My mechanic confirmed that it was the transmission line, but his phone was dying so I couldn't talk long enough to ask questions until later tonight. If it's just the transmission line, not the transmission itself, does that mean that still mean I did major damage to the transmission, or is there a chance I avoided over heating it and causing major damage?


----------



## ducaticorse (Oct 16, 2012)

THEGOLDPRO;1549703 said:


> Enjoy rebuilding your transmission.


boom......


----------



## ducaticorse (Oct 16, 2012)

Theplower;1550036 said:


> The wheels were spinning. As far as rocking, I was, some what, I went forward, Couldn't go, stopped, backed up, couldn't go, repeat, Did that about 3 times, shoveled a bit, then continued.
> 
> My mechanic confirmed that it was the transmission line, but his phone was dying so I couldn't talk long enough to ask questions until later tonight. If it's just the transmission line, not the transmission itself, does that mean that still mean I did major damage to the transmission, or is there a chance I avoided over heating it and causing major damage?


I'm a big fan of transmission temp gauges in my F350 trucks..


----------



## erkoehler (Sep 25, 2008)

All of my trucks have trans temp gauges added except my 95.


----------



## Theplower (Nov 24, 2012)

Well, my mechanic confirmed that the transmission is in fact gone. He also doesn't think that it's worth fixing as apparently some wiring and other stuff nearby also got burnt. Great way to start my season off.


----------



## ducaticorse (Oct 16, 2012)

Well, you live and learn. You were the one who broke your tranny, it didn't break on you. If you're going to be doing this for the long run, you will soon to find out that equipment will break down on its own all by itself, it doesn't need you to help it along as you did in this case.


----------



## Theplower (Nov 24, 2012)

ducaticorse;1550156 said:


> Well, you live and learn. You were the one who broke your tranny, it didn't break on you. If you're going to be doing this for the long run, you will soon to find out that equipment will break down on its own all by itself, it doesn't need you to help it along as you did in this case.
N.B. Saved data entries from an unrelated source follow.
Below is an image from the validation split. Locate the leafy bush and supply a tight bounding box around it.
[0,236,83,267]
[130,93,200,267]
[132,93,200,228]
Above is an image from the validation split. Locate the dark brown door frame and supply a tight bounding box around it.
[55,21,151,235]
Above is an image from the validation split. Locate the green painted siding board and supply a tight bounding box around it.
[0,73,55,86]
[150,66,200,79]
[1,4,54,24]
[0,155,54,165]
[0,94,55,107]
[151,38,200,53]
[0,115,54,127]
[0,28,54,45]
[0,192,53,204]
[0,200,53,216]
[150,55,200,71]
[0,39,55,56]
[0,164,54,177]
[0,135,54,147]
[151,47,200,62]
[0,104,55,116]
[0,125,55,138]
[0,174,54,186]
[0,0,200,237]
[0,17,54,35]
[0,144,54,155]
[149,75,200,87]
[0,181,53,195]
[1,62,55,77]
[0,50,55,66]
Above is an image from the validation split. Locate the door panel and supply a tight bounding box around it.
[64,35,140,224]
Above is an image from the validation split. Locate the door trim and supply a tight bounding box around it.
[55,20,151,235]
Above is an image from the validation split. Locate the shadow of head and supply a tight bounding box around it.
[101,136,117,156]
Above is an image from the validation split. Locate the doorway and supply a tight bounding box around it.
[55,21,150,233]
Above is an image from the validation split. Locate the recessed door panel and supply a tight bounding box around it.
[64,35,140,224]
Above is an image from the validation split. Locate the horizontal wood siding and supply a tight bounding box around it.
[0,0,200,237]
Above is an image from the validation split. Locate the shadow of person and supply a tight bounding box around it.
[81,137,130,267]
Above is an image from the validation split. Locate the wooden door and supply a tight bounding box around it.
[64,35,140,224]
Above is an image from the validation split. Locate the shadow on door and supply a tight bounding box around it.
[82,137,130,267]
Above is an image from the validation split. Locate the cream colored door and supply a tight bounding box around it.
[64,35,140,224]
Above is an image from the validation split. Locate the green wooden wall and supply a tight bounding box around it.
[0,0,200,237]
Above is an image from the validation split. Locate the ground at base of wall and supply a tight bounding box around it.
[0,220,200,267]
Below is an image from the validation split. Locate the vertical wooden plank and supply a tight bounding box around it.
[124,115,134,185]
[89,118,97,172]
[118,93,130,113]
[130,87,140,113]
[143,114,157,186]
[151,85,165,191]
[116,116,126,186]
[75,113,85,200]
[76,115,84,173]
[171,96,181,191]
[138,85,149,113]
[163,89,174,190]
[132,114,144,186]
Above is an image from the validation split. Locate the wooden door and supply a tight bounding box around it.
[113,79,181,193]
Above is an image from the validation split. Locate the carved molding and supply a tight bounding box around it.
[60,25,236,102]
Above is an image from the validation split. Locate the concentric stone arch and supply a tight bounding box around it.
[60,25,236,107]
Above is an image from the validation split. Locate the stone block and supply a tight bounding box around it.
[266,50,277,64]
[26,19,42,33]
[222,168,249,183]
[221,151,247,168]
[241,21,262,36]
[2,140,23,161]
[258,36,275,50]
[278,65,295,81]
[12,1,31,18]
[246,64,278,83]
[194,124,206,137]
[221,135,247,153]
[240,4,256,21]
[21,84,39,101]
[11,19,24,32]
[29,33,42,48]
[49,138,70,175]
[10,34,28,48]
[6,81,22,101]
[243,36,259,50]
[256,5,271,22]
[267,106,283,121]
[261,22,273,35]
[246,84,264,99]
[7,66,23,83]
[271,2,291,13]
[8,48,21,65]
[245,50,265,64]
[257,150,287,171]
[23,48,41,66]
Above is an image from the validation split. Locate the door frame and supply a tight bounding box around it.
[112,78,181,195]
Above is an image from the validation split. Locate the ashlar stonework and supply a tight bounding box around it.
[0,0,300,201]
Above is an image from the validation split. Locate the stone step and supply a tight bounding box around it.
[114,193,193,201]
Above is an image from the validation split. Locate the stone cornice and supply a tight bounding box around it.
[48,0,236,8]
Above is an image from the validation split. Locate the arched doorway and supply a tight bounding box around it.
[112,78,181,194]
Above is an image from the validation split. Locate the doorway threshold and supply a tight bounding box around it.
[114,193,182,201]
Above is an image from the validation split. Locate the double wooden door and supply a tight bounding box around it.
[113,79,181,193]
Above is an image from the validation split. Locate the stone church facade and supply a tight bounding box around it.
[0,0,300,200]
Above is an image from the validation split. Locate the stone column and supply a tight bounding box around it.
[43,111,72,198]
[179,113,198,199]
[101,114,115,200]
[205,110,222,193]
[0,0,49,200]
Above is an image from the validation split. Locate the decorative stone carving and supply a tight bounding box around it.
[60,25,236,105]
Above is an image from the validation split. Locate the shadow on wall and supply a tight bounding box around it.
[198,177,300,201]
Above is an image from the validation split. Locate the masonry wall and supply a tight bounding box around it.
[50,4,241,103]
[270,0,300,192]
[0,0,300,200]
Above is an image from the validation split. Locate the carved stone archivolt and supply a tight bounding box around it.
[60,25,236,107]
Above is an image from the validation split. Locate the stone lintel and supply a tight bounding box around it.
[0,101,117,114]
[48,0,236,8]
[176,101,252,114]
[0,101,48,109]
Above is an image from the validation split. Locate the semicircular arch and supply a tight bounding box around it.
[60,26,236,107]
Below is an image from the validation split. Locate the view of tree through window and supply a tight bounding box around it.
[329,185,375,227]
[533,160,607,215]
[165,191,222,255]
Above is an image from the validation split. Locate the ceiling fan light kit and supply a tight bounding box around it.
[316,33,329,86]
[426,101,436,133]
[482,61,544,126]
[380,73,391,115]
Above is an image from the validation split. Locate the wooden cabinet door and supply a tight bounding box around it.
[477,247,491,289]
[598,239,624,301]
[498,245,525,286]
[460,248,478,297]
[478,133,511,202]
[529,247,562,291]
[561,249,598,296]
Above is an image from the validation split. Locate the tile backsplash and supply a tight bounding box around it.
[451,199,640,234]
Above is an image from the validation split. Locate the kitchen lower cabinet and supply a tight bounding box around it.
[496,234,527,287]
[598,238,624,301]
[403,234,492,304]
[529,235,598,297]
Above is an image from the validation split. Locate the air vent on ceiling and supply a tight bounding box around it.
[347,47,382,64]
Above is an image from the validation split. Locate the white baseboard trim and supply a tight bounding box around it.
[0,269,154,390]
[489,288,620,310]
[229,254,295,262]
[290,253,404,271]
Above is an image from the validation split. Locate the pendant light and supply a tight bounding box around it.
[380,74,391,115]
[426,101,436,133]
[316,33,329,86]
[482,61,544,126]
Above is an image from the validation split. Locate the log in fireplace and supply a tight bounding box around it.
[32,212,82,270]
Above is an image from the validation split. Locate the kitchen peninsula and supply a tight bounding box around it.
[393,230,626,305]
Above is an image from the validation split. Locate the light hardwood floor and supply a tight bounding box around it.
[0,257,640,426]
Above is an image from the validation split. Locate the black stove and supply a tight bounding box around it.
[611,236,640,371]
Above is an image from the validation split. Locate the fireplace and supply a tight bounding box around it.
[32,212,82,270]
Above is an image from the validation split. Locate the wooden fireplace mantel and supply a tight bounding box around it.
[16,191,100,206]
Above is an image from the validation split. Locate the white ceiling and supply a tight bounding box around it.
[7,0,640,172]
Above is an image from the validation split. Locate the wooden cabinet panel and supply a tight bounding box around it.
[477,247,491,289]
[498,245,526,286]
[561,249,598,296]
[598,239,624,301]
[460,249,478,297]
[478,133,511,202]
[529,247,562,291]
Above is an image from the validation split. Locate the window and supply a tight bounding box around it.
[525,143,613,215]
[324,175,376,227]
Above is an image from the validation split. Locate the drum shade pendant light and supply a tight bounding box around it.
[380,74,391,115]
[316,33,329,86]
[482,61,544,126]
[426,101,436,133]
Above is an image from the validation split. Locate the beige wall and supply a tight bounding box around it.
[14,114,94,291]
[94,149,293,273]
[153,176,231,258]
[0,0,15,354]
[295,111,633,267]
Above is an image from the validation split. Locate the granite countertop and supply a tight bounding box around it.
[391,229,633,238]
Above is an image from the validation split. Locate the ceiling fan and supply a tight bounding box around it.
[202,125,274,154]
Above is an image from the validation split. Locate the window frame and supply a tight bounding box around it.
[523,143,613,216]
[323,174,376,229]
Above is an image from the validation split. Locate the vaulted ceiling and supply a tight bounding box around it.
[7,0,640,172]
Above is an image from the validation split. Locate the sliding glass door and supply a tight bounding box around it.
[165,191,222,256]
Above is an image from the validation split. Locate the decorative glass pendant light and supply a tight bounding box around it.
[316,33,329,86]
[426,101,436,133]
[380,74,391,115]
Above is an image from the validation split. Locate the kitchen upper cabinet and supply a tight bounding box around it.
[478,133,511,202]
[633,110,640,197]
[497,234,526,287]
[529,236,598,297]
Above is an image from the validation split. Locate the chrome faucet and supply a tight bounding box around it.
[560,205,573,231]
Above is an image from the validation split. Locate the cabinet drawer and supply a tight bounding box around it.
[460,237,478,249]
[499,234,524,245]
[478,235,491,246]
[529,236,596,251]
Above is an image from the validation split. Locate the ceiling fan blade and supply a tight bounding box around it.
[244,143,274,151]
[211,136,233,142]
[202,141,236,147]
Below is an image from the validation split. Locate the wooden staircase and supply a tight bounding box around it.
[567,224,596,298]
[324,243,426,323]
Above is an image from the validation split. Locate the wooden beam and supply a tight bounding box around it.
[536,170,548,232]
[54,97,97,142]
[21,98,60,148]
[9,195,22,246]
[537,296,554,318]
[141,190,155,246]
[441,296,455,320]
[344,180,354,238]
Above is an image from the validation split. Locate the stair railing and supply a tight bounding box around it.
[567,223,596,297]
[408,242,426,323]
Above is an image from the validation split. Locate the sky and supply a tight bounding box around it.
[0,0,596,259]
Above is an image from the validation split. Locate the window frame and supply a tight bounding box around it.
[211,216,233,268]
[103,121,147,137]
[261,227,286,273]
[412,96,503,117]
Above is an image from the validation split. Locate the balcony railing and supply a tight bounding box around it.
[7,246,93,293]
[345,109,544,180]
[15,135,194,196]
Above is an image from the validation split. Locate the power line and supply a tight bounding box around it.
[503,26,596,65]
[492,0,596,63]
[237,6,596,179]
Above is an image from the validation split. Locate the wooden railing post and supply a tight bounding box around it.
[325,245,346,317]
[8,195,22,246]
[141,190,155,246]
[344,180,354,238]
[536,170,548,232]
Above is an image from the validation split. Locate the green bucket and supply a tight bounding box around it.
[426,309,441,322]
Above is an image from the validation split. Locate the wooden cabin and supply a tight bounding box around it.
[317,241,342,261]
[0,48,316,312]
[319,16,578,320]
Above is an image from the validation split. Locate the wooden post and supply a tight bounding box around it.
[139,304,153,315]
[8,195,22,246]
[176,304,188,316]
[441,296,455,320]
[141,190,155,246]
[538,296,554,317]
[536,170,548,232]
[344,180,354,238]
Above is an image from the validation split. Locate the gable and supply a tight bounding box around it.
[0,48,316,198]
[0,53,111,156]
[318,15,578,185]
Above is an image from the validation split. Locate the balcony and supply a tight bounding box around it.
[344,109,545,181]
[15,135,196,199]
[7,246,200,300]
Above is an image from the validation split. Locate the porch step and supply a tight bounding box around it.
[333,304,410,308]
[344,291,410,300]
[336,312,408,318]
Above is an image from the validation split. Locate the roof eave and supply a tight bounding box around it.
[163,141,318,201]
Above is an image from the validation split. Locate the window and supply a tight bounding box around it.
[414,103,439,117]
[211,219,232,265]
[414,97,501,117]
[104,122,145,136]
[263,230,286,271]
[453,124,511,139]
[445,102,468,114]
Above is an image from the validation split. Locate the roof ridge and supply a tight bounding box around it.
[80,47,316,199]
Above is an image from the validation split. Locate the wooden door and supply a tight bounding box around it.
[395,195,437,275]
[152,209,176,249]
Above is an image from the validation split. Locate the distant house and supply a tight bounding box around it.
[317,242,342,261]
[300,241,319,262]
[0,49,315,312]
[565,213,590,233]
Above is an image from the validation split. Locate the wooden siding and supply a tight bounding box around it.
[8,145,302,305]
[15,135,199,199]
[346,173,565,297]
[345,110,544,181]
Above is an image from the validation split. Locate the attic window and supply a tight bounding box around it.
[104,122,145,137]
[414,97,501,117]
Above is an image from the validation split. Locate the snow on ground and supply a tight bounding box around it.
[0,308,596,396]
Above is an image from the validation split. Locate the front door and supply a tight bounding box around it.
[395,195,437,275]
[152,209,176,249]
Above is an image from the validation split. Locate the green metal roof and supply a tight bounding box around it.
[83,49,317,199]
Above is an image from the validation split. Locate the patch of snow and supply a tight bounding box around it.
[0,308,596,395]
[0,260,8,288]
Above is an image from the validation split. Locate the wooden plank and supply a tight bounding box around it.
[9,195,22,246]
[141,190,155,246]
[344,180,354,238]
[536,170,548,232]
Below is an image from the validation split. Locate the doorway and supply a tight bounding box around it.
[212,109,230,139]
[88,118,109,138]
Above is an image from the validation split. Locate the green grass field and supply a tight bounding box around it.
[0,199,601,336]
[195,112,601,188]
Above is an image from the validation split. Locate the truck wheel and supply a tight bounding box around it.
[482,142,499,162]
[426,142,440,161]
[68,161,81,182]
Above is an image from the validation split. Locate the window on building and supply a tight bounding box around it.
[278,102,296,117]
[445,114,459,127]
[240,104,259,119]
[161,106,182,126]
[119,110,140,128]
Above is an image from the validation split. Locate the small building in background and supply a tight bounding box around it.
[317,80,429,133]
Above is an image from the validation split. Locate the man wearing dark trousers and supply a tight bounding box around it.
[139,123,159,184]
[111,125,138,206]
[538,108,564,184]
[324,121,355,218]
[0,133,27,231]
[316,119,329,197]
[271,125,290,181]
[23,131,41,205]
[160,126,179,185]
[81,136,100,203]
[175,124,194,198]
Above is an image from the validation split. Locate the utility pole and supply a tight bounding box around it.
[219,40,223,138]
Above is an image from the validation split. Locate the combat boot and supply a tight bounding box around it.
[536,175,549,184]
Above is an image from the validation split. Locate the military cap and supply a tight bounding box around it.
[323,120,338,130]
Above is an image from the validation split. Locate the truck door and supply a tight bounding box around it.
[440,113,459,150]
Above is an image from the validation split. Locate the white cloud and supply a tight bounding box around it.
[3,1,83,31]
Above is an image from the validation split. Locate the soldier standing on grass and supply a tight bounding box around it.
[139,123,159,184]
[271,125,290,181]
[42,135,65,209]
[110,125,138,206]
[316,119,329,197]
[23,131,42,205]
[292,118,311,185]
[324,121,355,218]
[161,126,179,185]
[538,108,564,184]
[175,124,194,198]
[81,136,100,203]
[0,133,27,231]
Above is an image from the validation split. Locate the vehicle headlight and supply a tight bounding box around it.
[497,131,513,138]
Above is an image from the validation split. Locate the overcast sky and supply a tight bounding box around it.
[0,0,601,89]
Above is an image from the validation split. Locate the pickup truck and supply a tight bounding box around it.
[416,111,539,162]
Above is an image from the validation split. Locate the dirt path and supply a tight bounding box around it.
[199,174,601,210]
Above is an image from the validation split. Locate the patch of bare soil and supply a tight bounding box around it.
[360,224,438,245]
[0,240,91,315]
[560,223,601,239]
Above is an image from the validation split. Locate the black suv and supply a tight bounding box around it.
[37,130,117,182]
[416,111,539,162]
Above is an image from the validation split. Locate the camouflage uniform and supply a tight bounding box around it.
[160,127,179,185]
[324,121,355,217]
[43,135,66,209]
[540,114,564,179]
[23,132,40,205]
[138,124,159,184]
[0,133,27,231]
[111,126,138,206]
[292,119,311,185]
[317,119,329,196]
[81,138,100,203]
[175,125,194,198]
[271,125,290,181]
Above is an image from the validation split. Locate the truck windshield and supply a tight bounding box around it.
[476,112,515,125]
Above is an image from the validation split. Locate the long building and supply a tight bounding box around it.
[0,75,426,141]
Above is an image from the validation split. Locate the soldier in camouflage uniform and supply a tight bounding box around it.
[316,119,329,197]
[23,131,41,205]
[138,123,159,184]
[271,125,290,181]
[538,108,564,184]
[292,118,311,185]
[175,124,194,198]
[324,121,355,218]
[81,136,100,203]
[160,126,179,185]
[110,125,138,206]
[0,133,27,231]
Yep. Thing is, I've done this for almost 5 years now and never had anything this major happen. I can say for sure all my trucks will get temp gauges now for the trannys and fire extinguishers.


----------



## ducaticorse (Oct 16, 2012)

Theplower;1550161 said:


> Yep. Thing is, I've done this for almost 5 years now and never had anything this major happen. I can say for sure all my trucks will get temp gauges now for the trannys and fire extinguishers.


Get back on the horse, cuz we're looking at another 3-7 inches in NE tomorrow night!!


----------



## LuckyPlower (Dec 8, 2012)

Ouch... that sucks. I agree with the temp gauge if your working a truck


----------



## Theplower (Nov 24, 2012)

ducaticorse;1550168 said:


> Get back on the horse, cuz we're looking at another 3-7 inches in NE tomorrow night!!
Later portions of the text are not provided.